La concurrence est réelle. Intel travaille depuis plusieurs années sur des substrats en verre et estime atteindre la production dans la deuxième moitié de la décennie. D’autres acteurs — fabricants de substrats, fournisseurs de matériaux, équipementiers — investissent aussi sur ce créneau. L’attractivité du marché est simple : si les puces IA, réseau et HPC continuent à croitre en taille et complexité, les substrats organiques risquent de ne plus répondre à toutes les exigences. Le substrat, longtemps peu visible, devient un élément central dans la performance des systèmes — tout comme la mémoire HBM est devenue une ressource stratégique que les acteurs tech se disputent.
SKC a nommé fin 2025 Kang Ji-ho, ancien d’Intel et SK hynix, à la tête d’Absolics, avec pour mission d’accélérer la compétitivité technologique et le déploiement commercial. Absolics poursuit une stratégie double : substrats embedding pour les applications les plus avancées, non-embedding pour une commercialisation plus rapide. Cette souplesse pourrait s’avérer décisive dans un marché où tous les clients ne progressent pas au même rythme.
Questions fréquentes
Qu’a annoncé Absolics ?
Absolics a livré des prototypes de substrats en verre non-embedding à une entreprise américaine de semi-conducteurs de communication, qui réalise actuellement des tests de fiabilité. Une production en masse est envisagée dès 2026 si les tests sont concluants.
Quels avantages offrent les substrats en verre ?

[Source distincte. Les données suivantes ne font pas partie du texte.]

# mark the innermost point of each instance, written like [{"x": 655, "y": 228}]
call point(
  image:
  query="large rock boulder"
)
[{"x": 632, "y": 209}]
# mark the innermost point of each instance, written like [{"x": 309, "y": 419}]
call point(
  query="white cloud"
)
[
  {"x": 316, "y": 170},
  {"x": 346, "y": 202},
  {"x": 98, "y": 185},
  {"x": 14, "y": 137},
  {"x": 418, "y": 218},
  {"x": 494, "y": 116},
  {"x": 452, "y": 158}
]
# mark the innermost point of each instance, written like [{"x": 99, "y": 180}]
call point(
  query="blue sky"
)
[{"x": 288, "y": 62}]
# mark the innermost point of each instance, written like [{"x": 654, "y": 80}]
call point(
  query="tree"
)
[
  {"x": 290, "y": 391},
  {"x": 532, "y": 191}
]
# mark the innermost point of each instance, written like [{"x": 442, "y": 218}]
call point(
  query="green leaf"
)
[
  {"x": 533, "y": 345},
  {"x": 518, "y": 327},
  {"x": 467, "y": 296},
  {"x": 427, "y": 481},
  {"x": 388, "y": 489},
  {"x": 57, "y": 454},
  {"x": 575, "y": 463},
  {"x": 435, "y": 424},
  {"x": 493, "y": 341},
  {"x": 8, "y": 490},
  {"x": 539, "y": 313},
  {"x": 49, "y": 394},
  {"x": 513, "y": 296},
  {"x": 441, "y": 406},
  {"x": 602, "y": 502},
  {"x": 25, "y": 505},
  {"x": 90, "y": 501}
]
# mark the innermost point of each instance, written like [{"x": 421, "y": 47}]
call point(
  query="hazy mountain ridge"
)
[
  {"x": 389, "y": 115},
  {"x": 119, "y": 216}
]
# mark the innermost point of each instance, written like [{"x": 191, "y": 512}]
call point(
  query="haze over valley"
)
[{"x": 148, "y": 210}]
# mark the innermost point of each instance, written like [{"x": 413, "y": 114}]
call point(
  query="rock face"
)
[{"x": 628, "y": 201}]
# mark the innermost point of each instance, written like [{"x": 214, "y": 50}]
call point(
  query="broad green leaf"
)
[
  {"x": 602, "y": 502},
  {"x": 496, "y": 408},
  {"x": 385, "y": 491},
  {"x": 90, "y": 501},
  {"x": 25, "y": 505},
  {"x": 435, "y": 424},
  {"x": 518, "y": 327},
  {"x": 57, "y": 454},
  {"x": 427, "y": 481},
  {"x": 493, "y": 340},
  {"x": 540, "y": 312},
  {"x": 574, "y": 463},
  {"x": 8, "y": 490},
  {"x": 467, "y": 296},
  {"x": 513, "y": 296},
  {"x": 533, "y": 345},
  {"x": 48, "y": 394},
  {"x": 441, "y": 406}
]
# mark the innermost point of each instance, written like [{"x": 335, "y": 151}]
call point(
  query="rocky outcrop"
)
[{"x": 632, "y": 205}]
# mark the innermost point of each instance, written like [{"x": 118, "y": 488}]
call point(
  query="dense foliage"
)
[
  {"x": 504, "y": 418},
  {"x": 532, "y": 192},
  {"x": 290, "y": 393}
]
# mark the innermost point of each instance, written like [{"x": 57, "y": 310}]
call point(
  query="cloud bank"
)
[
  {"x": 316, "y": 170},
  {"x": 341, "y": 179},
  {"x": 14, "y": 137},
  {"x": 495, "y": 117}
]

Ils présentent une déformation moindre, une surface plus stable et de meilleures conditions pour les circuits fins. Ils peuvent réduire les interconnexions, améliorer l’efficacité énergétique et autoriser des designs plus compacts par rapport aux substrats organiques traditionnels.
Que signifie « non-embedding » pour un substrat en verre ?
Un substrat non-embedding ne contient pas directement circuits ou composants passifs intégrés dans le matériau, contrairement aux architectures embedding. Cela simplifie la fabrication et raccourcit le chemin vers la commercialisation.
Où Absolics fabrique-t-elle ses substrats ?
Absolics dispose d’une usine à Covington, en Georgie (USA), soutenue par le programme CHIPS for America avec jusqu’à 75 millions de dollars, dans le cadre d’un investissement total de 343 millions de dollars.